Queen of Hearts, Dan McCall (Holt, Rinehart & Winston). Novel explores the anxiety, guilt and creature comforts of middle-aged love.
The Awakening Twenties: A Memoir History of a Literary Period, Gorham Munson (Louisiana State University). An intimate of such literary figures as Hart Crane and Waldo Frank, Munson profiles the period's writers "in all their vitality . . . reminding us of the youth and vigor of those we often think of as old and hoary."
Lady Living Alone, Norah Lofts (Doubleday). More than a thriller, this is the story of Penelope Shadow, a "sweet and funny little thing" whose secret sin--writing--suddenly catapults her into success, money and fame.
The Border, Elaine Feinstein (St. Martin's-Marek). An Austrian poet and his wife, a particle physicist, struggle to reach a clearer perspective on their lives and personal motives.
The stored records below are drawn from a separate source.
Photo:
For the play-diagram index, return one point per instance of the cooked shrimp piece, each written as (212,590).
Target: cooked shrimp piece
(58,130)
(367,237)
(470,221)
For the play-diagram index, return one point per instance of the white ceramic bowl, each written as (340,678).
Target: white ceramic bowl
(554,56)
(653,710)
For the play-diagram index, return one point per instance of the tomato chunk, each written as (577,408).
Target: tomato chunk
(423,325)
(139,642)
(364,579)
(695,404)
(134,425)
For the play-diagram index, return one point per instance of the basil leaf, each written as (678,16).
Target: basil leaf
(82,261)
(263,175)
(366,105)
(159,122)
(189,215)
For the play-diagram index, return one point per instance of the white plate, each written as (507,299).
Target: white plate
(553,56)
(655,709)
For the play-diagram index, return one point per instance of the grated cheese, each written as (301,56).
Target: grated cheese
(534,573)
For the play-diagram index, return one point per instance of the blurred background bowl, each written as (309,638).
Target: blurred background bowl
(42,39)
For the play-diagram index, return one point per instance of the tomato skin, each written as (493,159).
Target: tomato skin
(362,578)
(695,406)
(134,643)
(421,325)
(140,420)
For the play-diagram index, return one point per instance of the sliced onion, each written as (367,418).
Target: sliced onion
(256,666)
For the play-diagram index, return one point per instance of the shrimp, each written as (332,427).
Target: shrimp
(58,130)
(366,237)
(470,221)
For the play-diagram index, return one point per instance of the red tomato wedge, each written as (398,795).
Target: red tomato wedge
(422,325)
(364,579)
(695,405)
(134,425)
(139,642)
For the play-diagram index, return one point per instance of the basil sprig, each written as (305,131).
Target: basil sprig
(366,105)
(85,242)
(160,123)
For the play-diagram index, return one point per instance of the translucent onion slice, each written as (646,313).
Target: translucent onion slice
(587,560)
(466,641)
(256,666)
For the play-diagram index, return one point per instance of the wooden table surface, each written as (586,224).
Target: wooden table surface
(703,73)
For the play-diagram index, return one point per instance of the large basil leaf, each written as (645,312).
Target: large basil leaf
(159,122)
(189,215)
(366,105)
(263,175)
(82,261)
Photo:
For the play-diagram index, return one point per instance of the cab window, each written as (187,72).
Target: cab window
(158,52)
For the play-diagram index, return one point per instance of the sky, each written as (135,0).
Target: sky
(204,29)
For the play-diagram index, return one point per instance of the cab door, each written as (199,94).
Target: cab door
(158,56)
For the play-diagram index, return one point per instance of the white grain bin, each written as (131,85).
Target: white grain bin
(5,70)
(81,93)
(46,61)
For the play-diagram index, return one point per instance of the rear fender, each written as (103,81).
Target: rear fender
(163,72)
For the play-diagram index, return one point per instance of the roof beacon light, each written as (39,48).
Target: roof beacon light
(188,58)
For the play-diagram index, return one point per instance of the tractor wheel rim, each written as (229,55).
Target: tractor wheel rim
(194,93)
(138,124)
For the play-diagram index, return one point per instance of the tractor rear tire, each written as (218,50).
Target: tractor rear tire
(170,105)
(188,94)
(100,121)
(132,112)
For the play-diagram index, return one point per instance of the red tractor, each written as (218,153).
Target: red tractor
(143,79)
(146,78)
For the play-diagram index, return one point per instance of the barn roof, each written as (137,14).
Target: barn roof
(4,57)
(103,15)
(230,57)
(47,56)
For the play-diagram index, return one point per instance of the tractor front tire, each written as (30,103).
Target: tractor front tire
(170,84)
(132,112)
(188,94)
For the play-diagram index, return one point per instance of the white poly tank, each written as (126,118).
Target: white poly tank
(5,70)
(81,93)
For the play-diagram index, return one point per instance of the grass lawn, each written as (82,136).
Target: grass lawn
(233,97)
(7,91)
Diaspora: An Inquiry Into the Contemporary Jewish World, Howard M. Sachar (Harper & Row). Detailed, complex story about assimilation, Jewish history and what it means to live in the Jewish "third world."
The Eudaemonic Pie, Thomas A. Bass (Houghton Mifflin). Bass recounts how he and a group of UC Santa Cruz graduate students worked obsessively to find a computer theory behind professional gambling, stopping only for gourmet Szechuan meals and all-night costume parties.
Blood Meridian, or the Evening Redness in the West, Cormac McCarthy (Random House). "An allegory on the nature of evil," the book traces the pilgrimage of renegade U.S. troops determined to annex part of Mexico. They travel across "an apocalyptic landscape, a blasted purgatorial heath, a hellish waste of thorns and buzzards."
Waiting: The Whites of South Africa, Vincent Crapanzano (Random House). Critical of the South African government as well as the demonstrating students, the author explores the reasons behind the country's reluctance to change.
Lonesome Dove, Larry McMurtry (Simon & Schuster). Celebrates the prevailing spirit of ordinary people in America's 19th-Century West.